Multi-objective performance optimization of regenerative S-CO2 Brayton cycle based on neural network prediction

The regenerative supercritical CO2 Brayton cycle (RSCBC) has great development potential in waste heat recovery and utilization, and it is necessary to carry out performance analysis and optimization. This article first applies the theory of finite time thermodynamics to establish a RSCBC model with finite temperature difference heat transfer, irreversible compression, irreversible expansion and other irreversible factors under variable temperature heat source conditions, and then uses the data samples to construct the corresponding neural network model. Based on the NSGA-II algorithm, the working fluid mass flow rate, the pressure ratio, the heat conductance distribution ratios of the regenerator and the heater are chosen as optimization variables, multiobjective optimization is carried out with the goals of cycle thermal efficiency, net power output, ecological function and exergy efficiency.

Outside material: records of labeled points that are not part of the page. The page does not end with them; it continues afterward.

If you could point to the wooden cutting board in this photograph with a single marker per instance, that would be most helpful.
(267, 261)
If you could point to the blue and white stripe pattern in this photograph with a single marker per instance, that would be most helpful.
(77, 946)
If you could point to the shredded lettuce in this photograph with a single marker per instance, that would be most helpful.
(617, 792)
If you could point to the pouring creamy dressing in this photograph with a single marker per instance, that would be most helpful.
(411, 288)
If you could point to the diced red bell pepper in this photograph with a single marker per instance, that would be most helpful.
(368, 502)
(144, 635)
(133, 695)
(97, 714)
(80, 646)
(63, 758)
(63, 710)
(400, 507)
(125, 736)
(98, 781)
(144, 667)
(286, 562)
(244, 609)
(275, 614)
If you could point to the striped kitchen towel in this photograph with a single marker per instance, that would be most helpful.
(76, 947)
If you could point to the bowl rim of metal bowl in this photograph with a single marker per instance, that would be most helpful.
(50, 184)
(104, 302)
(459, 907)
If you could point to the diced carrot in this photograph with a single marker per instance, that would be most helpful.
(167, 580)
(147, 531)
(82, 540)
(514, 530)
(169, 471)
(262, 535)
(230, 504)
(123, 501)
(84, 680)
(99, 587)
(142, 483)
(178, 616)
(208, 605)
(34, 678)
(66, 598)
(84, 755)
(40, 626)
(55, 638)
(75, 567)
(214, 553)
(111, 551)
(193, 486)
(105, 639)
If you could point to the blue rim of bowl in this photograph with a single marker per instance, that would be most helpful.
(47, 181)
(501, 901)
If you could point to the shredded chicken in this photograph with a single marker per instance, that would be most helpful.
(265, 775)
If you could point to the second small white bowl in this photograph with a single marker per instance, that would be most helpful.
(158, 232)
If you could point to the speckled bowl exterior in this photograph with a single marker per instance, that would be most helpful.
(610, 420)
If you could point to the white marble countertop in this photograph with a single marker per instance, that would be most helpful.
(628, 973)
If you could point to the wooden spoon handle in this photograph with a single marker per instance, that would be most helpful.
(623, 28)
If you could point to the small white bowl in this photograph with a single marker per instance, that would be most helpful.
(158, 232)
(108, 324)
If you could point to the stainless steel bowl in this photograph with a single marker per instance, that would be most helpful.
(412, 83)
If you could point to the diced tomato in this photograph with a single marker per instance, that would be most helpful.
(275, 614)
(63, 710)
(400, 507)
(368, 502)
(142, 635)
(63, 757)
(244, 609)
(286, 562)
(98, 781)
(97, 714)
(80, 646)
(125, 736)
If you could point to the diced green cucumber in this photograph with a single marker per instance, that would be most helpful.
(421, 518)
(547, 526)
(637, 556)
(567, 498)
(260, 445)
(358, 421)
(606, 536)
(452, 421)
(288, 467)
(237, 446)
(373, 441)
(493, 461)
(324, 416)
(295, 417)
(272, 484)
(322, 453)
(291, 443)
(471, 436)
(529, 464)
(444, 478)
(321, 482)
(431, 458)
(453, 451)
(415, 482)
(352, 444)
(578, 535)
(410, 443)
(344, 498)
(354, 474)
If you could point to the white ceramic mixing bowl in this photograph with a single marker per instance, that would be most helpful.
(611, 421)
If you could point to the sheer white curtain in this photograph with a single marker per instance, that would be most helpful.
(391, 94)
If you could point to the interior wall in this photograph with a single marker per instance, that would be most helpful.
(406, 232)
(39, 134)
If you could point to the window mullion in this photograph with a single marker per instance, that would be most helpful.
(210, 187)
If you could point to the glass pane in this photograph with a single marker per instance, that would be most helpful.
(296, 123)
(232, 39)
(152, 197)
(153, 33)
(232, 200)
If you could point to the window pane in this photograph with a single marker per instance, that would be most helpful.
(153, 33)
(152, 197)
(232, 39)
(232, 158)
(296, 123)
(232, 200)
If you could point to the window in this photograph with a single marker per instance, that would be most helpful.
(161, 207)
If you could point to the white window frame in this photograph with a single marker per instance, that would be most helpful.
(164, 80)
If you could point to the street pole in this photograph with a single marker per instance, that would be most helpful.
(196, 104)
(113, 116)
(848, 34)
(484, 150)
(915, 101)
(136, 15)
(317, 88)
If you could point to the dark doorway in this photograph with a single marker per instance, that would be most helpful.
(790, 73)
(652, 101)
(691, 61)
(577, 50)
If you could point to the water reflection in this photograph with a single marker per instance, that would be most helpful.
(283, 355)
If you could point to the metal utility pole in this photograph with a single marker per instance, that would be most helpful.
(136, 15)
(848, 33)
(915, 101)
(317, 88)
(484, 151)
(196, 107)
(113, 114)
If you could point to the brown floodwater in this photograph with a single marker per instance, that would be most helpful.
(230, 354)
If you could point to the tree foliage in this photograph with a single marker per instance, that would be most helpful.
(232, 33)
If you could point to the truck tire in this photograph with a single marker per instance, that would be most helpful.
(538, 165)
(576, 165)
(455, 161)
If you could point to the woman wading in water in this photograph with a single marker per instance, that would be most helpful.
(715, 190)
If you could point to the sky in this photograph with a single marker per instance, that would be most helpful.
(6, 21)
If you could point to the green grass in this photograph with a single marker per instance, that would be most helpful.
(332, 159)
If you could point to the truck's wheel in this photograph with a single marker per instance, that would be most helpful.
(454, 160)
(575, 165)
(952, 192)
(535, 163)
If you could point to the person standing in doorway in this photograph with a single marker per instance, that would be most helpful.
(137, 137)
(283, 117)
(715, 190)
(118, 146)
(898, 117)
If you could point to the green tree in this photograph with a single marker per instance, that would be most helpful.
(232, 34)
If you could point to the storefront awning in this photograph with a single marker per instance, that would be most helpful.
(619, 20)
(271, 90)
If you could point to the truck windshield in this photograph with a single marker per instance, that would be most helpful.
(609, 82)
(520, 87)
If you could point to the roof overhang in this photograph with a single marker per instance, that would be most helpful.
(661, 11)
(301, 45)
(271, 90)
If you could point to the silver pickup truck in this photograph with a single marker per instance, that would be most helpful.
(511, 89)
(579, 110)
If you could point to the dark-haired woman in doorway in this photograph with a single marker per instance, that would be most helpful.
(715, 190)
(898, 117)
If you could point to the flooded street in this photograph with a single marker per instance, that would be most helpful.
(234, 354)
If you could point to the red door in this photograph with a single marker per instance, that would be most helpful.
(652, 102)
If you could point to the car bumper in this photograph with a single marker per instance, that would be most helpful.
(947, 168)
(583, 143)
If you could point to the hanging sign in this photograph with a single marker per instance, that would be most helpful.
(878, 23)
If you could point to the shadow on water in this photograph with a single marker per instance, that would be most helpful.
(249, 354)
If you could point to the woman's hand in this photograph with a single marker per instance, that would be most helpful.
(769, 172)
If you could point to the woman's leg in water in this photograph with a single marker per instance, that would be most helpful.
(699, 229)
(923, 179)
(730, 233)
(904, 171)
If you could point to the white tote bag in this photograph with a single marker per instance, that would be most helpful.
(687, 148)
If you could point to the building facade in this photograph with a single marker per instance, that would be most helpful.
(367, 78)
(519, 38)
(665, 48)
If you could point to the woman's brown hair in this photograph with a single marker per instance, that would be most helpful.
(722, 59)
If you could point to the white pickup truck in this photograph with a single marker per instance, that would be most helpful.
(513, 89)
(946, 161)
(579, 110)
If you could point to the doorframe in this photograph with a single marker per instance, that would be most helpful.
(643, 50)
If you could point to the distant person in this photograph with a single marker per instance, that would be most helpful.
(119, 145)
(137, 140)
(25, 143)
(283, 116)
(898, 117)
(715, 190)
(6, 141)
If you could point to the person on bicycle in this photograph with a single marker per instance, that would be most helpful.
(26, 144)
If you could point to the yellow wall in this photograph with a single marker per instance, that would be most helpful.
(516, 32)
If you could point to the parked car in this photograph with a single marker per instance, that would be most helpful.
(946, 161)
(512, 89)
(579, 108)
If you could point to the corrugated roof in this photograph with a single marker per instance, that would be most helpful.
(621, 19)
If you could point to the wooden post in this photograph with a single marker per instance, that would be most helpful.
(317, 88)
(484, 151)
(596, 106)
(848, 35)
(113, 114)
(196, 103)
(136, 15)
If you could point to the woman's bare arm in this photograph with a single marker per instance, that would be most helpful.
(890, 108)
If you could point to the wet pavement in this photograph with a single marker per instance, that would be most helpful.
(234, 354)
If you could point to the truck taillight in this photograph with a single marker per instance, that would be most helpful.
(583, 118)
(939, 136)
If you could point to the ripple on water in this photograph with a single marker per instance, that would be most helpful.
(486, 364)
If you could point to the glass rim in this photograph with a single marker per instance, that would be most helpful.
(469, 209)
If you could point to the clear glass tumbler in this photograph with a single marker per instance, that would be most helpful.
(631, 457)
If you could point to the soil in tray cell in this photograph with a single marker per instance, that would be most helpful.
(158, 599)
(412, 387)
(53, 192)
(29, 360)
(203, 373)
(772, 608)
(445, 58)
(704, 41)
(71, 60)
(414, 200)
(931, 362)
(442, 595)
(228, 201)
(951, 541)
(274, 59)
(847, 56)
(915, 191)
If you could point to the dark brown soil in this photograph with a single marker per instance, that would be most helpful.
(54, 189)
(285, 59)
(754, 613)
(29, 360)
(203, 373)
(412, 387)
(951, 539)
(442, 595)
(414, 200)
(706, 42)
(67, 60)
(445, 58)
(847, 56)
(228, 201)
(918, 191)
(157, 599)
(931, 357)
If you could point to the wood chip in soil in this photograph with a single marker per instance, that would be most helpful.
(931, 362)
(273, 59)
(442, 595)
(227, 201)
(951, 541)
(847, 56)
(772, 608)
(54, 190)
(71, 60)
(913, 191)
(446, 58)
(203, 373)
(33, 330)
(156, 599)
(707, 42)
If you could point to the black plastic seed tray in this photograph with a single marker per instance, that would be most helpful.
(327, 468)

The results show that the use of neural network models to predict cycle performance can save a lot of calculation time compared to traditional calculation methods; after optimization, the positive ideal point is not on the Pareto front, which shows that the four optimization objectives are mutually restricted and affect each other. The results by using Shannon Entropy method for decision-making have a lower deviation index, and those by using TOPSIS and LINMAP methods for decision-making are consistent with each other; for the results by using Shannon Entropy method for decision-making, the cycle thermal efficiency and net power output can reach 38.4% and 12.047 MW respectively, which can be increased by 31.15% and 43.29% compared to those for the initial design point respectively, and the ecological function and exergy efficiency can reach 7.6274 MW and 73.2% respectively, which are 4.2588 times and 33.75% higher than those for the initial design point respectively. The obtained results can provide some guidance for the optimal design of the RSCBC in real engineering.